Nick Rowe writes,

When we go into a recession, many things become easier to buy and harder to sell. And when we go into a boom, those same things become easier to sell and harder to buy. A recession has lots of buyers’ markets and a boom has lots of sellers’ markets. That’s what I mean by L-data.

Read the whole thing.

If the GDP factory does not cut prices and wages during a recession, then we have excess supplies of goods and labor. But I do not think in terms of a GDP factory. Instead, I think in terms of creative destruction and groping toward equilibrium. In Hayek’s phrase, I think of competition as a discovery procedure. The task is for entrepreneurs to discover ways to exploit comparative advantage. If Rowe wants L-data that measure the liquidity (or lack thereof) in the GDP factory, I want D-data that measure the rate at which entrepreneurs are discovering how to exploit comparative advantage.

For all I know, when business owners respond to a survey by saying that they are very concerned with a need for more sales, they are providing D-Data. They could be telling us that they are having difficulty establishing patterns of sustainable specialization and trade.

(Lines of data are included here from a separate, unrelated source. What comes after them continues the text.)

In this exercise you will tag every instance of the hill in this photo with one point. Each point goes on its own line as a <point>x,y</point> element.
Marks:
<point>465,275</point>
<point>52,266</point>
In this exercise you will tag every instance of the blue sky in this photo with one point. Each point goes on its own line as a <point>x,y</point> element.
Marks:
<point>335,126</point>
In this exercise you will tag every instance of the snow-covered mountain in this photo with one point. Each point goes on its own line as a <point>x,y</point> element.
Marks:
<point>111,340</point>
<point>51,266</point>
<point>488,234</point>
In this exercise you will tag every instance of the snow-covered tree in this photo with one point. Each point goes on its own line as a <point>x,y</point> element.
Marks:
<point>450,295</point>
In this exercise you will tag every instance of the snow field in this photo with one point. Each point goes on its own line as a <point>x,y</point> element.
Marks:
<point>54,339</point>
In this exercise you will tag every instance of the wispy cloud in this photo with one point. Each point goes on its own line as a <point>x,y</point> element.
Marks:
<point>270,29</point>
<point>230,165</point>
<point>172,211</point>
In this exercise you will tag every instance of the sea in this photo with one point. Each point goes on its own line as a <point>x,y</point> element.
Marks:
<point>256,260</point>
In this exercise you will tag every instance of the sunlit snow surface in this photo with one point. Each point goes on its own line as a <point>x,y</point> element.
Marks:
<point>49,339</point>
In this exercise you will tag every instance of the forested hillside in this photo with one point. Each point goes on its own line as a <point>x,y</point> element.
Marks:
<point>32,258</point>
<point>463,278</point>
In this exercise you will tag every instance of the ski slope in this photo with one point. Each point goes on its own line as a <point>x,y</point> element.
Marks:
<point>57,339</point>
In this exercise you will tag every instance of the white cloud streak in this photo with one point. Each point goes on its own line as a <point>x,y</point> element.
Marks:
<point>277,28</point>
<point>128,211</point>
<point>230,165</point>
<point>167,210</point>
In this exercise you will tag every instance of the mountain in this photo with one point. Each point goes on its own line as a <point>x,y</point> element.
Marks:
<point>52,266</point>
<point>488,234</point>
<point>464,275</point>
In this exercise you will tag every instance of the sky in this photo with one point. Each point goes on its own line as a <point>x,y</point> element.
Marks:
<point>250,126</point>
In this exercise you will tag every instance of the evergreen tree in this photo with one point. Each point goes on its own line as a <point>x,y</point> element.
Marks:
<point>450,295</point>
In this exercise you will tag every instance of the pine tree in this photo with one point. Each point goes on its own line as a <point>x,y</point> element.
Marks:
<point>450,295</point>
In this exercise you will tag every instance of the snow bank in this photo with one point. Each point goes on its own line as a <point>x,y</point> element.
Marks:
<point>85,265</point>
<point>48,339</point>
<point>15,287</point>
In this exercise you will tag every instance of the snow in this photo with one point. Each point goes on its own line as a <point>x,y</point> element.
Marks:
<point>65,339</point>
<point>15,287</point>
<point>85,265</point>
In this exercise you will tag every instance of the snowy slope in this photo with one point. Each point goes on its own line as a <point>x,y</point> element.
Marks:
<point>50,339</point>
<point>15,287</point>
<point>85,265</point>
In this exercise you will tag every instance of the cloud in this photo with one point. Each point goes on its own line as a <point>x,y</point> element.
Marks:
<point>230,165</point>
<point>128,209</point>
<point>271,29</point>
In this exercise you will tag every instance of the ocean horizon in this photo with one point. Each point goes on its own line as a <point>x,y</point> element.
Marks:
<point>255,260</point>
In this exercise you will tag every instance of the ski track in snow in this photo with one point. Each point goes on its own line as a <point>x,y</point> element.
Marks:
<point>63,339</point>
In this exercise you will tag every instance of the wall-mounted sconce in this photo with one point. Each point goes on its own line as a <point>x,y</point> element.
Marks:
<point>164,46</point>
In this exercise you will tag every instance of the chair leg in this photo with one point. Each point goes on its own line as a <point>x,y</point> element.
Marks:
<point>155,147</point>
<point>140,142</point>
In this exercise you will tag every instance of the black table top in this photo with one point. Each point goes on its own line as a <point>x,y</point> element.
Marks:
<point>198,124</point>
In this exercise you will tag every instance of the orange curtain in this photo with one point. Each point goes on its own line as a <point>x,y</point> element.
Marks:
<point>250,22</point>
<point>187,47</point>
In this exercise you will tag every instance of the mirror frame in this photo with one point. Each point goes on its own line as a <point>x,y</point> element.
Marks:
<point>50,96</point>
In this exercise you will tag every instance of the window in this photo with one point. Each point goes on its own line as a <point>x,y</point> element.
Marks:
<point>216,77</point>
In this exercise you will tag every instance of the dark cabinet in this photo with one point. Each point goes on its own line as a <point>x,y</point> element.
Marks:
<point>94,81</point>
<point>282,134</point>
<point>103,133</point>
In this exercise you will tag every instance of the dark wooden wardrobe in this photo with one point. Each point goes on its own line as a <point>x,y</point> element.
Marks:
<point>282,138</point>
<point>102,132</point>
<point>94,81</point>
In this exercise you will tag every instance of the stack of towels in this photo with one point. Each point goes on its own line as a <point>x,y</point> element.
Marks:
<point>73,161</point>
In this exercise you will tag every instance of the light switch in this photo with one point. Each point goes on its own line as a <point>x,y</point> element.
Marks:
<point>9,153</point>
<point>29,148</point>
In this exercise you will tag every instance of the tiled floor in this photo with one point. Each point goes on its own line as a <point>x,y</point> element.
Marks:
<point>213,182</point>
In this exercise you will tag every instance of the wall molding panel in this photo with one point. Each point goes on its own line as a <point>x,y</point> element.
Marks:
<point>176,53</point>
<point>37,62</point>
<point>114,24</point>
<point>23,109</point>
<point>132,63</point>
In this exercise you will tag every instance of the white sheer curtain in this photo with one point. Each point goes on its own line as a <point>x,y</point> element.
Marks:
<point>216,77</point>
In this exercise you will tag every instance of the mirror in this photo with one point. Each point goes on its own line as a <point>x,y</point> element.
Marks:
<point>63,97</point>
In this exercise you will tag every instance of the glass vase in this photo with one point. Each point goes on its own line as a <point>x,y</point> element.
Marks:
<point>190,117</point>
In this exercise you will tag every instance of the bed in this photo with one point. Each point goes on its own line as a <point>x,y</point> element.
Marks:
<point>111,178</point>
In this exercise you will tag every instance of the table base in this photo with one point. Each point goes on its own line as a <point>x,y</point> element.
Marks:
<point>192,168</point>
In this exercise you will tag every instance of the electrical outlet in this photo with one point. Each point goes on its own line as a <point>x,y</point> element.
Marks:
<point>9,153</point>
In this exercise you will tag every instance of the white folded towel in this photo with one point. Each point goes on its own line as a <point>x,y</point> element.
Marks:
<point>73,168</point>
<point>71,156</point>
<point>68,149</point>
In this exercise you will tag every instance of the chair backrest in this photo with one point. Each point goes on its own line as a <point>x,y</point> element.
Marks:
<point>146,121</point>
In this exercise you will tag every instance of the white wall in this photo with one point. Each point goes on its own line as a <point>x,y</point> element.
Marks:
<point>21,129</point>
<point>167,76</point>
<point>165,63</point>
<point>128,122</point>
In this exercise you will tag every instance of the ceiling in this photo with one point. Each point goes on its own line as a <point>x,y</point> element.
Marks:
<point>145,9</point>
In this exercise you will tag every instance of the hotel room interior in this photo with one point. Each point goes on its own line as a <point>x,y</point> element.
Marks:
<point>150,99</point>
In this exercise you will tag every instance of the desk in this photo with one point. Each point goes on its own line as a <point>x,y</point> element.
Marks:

From my perspective, we are in a recession (and, yes, I still think of us as in a recession) because we recently learned that many patterns of specialization and trade are not sustainable, and because the process of discovering new patterns is proceeding slowly. I would bet Karl Smith, Dean Baker, and anyone else who wants to take me on that most unemployed workers are not going to get their old jobs back as the economy recovers. Instead, new patterns will emerge. I wish we had D-data that told us more about this process of emergence.